There is also the problem of meaning. Anyone using GPT-3 is acutely aware that its output is non-deterministic. Convergence is something that can only be attained through a combination of judicious editing and multiple retries by a human editor. The experience of using the model feels strangely disembodied given the output is stochastic and varies wildly. There is a missing sense of coherence and holism that comes from a consistent single world view. The output from GPT-3 is therefore something of a Rorschach test. It means whatever we want it to mean. The architecture that generated might be considered intelligent but exhibits none of the characteristics of consciousness derived from the experience of qualia. It has no real sense of meaning.
These concerns matter. Bold claims are being made for deep learning and transformer architectures are at the forefront. Respected luminaries like Geoffrey Hinton are talking up the prospects for deep learning suggesting human level intelligence is merely an exercise in scaling:
will we be able to approximate all human intelligence through deep learning?
Yes. Particularly breakthroughs to do with how you get big vectors of neural activity to implement things like reason. But we also need a massive increase in scale. The human brain has about 100 trillion parameters, or synapses.
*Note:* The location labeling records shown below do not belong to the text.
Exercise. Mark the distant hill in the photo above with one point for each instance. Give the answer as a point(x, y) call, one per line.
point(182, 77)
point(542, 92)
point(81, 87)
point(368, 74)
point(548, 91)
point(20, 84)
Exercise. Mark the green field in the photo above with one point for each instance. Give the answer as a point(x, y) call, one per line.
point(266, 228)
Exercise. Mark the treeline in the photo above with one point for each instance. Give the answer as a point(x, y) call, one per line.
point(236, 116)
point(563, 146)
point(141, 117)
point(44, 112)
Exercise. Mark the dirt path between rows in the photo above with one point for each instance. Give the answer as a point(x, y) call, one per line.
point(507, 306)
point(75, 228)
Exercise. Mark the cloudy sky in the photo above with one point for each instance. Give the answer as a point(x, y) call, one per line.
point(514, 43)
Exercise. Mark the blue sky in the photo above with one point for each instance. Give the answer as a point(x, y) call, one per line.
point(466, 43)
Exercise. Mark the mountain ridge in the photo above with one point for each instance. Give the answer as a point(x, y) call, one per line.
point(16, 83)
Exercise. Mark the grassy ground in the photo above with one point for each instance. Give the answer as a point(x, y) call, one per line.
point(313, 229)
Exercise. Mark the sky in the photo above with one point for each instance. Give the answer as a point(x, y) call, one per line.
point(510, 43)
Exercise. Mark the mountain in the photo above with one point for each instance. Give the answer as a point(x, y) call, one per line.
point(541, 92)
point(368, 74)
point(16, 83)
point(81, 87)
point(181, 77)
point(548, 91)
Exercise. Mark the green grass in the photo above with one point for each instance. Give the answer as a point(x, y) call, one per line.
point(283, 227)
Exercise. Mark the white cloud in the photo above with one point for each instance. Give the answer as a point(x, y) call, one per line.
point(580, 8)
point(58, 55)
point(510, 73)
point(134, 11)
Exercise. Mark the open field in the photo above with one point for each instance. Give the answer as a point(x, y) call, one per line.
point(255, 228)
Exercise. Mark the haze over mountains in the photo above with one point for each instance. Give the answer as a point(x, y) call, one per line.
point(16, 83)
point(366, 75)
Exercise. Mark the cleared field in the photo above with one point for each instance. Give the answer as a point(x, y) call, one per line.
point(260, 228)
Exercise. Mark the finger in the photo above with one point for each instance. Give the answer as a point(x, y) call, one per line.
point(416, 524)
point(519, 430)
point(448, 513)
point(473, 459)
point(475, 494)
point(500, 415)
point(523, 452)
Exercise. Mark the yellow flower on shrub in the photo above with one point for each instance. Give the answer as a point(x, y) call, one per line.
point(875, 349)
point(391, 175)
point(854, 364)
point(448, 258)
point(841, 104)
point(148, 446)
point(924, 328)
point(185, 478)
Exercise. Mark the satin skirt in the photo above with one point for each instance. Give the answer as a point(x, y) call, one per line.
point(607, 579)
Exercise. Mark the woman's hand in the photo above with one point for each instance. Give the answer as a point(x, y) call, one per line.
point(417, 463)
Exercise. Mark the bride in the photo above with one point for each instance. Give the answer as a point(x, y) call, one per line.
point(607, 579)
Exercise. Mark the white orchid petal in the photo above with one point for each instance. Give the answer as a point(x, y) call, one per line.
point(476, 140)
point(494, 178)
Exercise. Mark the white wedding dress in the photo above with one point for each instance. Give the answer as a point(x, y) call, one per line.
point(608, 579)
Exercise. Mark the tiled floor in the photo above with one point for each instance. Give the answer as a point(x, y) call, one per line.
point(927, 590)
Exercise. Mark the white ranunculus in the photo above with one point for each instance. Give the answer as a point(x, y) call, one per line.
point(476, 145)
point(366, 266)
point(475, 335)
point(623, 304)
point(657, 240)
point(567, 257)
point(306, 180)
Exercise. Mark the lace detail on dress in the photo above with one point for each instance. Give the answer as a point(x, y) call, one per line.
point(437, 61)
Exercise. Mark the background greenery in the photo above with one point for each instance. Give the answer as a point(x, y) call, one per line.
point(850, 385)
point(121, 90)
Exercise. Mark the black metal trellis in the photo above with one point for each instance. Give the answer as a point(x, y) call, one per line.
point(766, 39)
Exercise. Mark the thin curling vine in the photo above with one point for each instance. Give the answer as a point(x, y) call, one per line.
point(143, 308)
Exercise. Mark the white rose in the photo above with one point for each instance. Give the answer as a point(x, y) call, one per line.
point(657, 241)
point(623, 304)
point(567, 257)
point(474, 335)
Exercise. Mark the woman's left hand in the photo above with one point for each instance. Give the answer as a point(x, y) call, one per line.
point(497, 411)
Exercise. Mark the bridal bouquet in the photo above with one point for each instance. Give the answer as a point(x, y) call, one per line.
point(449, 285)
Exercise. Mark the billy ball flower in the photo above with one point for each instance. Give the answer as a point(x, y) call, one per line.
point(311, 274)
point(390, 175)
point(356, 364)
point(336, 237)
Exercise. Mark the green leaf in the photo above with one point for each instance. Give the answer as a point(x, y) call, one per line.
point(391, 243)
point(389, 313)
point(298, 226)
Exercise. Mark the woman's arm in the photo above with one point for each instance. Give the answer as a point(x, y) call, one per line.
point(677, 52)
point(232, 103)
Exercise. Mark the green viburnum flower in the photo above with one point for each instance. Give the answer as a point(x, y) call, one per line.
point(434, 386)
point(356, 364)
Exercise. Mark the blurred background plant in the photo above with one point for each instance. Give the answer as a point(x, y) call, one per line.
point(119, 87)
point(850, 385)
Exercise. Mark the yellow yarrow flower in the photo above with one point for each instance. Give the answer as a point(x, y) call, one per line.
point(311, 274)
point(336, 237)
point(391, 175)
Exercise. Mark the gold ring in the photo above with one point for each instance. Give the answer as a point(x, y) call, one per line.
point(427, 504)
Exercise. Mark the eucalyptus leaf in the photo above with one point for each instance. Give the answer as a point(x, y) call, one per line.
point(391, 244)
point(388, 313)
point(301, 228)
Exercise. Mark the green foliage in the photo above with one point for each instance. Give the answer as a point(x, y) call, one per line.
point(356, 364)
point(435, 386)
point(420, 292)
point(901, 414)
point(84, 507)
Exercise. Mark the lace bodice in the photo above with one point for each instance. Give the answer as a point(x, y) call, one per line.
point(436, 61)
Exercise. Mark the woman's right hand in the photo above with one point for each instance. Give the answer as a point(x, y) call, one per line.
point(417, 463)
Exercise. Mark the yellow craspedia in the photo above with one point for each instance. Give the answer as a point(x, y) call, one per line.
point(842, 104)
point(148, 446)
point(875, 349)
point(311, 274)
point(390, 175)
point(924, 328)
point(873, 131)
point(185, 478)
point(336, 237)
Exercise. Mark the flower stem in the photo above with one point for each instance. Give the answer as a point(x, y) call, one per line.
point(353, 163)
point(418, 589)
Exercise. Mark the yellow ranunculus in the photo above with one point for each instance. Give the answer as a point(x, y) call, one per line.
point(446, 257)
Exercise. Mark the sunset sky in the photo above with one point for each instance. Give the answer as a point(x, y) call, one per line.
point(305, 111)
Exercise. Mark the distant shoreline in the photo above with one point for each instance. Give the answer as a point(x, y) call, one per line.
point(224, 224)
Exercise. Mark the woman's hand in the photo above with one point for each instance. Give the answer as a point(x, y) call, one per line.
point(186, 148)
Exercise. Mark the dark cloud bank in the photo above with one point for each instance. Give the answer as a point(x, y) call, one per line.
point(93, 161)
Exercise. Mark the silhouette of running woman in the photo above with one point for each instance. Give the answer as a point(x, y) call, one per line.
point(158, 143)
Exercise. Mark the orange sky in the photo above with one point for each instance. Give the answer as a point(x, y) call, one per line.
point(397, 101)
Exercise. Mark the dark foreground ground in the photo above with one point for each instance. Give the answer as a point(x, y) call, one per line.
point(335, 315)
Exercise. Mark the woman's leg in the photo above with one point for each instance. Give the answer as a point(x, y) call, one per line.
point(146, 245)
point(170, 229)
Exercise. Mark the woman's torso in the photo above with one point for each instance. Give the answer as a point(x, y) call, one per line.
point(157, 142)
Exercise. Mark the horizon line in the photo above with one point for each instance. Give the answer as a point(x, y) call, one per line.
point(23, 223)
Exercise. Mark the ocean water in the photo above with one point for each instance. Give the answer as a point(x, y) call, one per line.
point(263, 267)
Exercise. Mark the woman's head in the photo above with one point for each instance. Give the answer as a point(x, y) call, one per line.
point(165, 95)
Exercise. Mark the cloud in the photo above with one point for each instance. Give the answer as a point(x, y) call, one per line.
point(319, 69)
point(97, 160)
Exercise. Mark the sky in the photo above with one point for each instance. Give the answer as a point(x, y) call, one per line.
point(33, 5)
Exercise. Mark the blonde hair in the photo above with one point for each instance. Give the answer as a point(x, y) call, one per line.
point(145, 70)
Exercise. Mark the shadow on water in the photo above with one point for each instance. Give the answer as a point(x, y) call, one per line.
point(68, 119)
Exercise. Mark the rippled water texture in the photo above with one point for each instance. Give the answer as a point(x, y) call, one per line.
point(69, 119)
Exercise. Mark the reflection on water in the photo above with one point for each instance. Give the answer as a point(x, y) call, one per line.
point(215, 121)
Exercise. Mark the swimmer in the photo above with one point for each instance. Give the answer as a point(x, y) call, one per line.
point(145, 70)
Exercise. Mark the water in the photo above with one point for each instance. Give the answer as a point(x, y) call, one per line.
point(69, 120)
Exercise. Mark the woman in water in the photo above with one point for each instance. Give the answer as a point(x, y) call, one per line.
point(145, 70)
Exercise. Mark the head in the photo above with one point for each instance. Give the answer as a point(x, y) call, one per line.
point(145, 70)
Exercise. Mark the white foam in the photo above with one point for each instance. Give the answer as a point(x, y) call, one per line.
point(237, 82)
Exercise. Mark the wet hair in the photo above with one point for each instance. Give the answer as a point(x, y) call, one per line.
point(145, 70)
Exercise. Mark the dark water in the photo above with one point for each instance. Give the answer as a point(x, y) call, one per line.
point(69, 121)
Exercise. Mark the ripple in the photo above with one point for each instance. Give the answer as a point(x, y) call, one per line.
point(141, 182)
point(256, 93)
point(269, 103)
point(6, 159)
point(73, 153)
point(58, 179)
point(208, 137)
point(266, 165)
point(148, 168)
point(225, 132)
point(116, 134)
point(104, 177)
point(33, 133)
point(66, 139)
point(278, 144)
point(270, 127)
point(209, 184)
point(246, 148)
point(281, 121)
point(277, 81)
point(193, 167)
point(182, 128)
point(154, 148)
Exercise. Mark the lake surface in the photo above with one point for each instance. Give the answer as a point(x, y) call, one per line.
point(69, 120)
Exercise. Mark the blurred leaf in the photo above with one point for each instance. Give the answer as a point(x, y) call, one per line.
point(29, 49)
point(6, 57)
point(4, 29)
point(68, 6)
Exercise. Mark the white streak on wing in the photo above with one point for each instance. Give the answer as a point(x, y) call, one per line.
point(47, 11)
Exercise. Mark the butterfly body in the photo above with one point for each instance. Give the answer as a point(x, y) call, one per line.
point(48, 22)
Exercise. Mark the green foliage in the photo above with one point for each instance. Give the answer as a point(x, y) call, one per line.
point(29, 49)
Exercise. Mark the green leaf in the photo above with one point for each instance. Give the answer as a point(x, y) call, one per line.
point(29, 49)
What we now call a really big model, like GPT-3, has 175 billion. It’s a thousand times smaller than the brain. GPT-3 can now generate pretty plausible-looking text, and it’s still tiny compared to the brain.
Transhumanism is on a roll with the idea of a posthuman teleology becoming normalised. We can’t undo or unwind our progress and neither should we attempt to do so. GPT-3 and its even bigger successors after all have a lot to offer humanity. However, we do need to exercise caution and insist on openness from the appropriately named OpenAI before this technology arrives in a Neuralink in a brain near you. GPT-3 and its descendents are likely to become ubiquitous in the coming decade. If the method by which they are built remain opaque, the future is highly likely to be unequally distributed. Reading through Yuval Harari’s new graphic novel of Sapiens reminds us that for most of our past humans lived in small nomadic bands as hunter-gatherers. We have been able to use our ability to communicate and cooperate to dominate the global ecosystem over the last 12000 years. However, our brains remain little different in evolutionary terms from those possessed by our forebears. Technologies like GPT-3 unimaginable as little as 10 years ago are propelling us to a future we may be ill-equipped to navigate. When we arrive, perhaps there will be versions of us regretting alternative imagined futures of the present day that never came to pass.